Sur les frais irrépétibles et les dépens
L’équité commande d’infirmer le jugement entrepris en ce qu’il a condamné la société [Adresse 7] au paiement d’une indemnité de 6.500,00 € au titre de l’article 700 du code de procédure civile et de débouter les parties de leurs demandes à ce titre tant au titre des frais irrépétibles de première instance que d’appel.
Chaque partie succombant partiellement, les dépens de première instance et d’appel y compris les frais de référé et d’expertise judiciaire, seront partagés par moitié.
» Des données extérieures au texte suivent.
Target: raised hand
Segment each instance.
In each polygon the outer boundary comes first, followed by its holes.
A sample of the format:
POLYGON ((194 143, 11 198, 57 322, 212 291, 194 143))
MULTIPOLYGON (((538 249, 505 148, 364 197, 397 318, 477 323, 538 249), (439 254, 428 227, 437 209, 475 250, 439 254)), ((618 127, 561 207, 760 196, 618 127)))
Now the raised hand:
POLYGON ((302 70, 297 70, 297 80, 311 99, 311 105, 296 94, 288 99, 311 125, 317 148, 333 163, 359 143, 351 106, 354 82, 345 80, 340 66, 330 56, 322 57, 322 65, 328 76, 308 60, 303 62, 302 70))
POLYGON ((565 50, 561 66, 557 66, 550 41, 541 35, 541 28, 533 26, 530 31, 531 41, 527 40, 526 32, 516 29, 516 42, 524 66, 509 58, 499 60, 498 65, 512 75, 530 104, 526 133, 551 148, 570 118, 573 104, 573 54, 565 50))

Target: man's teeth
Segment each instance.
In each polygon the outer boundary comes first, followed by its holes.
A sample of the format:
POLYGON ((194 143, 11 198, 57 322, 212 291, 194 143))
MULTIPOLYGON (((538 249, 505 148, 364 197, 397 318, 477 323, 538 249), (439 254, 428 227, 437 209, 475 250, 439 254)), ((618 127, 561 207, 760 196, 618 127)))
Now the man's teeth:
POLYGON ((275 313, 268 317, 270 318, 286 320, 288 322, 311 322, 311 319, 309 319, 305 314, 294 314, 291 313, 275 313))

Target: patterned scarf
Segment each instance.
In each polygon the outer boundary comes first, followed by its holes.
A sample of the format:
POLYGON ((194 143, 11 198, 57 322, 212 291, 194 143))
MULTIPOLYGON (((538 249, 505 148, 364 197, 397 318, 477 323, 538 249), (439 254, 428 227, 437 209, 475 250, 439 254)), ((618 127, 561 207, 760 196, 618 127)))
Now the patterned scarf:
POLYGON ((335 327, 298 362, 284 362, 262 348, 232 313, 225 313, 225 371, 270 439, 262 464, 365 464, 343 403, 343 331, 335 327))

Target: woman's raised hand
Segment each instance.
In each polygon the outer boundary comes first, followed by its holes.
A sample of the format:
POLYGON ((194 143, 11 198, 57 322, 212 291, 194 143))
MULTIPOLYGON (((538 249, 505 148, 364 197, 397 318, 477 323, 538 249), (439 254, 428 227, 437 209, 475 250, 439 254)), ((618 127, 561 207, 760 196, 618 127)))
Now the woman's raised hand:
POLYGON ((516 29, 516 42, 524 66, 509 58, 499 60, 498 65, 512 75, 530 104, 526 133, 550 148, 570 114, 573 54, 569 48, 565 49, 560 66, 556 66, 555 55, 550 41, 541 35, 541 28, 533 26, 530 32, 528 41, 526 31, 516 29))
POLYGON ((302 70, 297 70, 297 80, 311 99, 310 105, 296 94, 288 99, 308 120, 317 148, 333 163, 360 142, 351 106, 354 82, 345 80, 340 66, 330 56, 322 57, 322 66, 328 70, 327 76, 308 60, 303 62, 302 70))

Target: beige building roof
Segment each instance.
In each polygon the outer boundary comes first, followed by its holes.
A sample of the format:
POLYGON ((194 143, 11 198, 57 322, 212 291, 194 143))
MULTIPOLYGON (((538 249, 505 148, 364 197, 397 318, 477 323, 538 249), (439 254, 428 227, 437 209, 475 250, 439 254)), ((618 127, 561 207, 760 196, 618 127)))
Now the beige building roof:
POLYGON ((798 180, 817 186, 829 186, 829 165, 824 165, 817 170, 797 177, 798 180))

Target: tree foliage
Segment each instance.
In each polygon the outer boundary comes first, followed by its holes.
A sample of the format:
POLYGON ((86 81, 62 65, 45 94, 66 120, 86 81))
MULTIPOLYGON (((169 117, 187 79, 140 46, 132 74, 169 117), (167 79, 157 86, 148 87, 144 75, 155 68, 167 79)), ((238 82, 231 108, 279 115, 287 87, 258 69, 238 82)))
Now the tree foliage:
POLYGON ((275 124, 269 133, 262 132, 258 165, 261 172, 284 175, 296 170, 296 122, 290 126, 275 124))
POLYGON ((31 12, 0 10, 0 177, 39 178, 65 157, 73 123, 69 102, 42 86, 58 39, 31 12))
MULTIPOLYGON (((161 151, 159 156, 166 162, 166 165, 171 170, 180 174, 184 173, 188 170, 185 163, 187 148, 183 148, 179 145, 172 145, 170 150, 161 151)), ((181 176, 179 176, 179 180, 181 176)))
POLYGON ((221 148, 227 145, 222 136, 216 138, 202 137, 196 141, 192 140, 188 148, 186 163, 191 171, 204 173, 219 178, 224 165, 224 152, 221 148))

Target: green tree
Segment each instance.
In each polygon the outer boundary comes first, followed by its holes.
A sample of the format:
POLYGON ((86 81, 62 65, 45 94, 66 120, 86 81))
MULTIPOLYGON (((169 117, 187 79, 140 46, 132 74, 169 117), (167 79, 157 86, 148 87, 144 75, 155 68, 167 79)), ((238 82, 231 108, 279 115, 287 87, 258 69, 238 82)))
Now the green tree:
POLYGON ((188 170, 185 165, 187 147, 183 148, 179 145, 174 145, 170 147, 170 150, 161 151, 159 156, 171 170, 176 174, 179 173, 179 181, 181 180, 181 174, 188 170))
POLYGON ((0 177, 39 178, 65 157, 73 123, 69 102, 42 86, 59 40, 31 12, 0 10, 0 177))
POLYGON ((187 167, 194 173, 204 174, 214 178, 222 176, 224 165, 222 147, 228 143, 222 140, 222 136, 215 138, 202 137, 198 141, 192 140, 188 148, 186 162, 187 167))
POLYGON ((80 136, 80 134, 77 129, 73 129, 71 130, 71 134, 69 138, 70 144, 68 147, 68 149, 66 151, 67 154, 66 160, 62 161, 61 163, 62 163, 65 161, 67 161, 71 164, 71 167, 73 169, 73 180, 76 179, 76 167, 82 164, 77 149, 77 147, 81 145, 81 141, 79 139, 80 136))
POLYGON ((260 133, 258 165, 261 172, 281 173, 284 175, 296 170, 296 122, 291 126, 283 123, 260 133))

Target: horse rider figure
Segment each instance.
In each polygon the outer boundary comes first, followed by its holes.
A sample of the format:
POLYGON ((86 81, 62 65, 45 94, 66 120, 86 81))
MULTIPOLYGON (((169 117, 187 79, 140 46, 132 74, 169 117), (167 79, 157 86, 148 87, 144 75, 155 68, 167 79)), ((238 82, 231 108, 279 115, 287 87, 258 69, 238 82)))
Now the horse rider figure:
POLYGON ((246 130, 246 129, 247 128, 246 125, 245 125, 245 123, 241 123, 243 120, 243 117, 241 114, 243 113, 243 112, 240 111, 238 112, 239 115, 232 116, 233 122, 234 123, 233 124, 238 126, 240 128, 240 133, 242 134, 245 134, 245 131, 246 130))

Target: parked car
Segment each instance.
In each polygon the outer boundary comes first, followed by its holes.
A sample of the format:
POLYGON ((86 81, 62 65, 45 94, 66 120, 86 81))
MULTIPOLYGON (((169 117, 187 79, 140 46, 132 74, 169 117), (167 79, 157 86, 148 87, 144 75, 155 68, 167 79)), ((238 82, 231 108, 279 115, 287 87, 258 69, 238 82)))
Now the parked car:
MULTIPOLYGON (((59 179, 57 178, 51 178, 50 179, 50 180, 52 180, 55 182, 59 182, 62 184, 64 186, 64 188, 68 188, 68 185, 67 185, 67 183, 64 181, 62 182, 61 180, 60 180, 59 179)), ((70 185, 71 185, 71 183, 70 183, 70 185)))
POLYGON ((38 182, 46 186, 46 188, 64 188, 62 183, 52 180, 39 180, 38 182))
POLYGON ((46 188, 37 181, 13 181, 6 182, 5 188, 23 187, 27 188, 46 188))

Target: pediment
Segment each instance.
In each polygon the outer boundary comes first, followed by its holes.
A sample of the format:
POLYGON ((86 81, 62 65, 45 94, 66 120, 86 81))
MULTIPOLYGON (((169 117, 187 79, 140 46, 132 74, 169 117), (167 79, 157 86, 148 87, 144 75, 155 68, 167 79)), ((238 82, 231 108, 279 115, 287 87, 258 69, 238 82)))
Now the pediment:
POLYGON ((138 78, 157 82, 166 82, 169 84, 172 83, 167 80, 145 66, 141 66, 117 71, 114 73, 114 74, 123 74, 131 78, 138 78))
Le jugement entrepris sera donc infirmé en ce qu’il a condamné la société Port Laf aux dépens.
PAR CES MOTIFS
La cour, statuant publiquement, par arrêt contradictoire rendu en dernier ressort, mis à disposition au greffe,
CONFIRME le jugement du tribunal de commerce de Brest du 24 novembre 2023 sauf en ce qu’il n’a pas fait droit à la demande de la SNC [Adresse 7] au titre du préjudice de jouissance :
L’INFIRME de ce chef,
Statuant à nouveau et y ajoutant,
CONDAMNE la société Edifix à payer à la société [Adresse 7], la somme de 100,00 € par mois à compter du 18 avril 2019, date de la réception judiciaire jusqu’au présent arrêt, au titre de son préjudice de jouissance,
DEBOUTE les parties de leurs demandes d’indemnités au titre des frais irrépétibles de première instance et d’appel,
DIT que les dépens de première instance et d’appel, comprenant les frais de référé et d’expertise judiciaire, seront partagés par moitié entre les parties.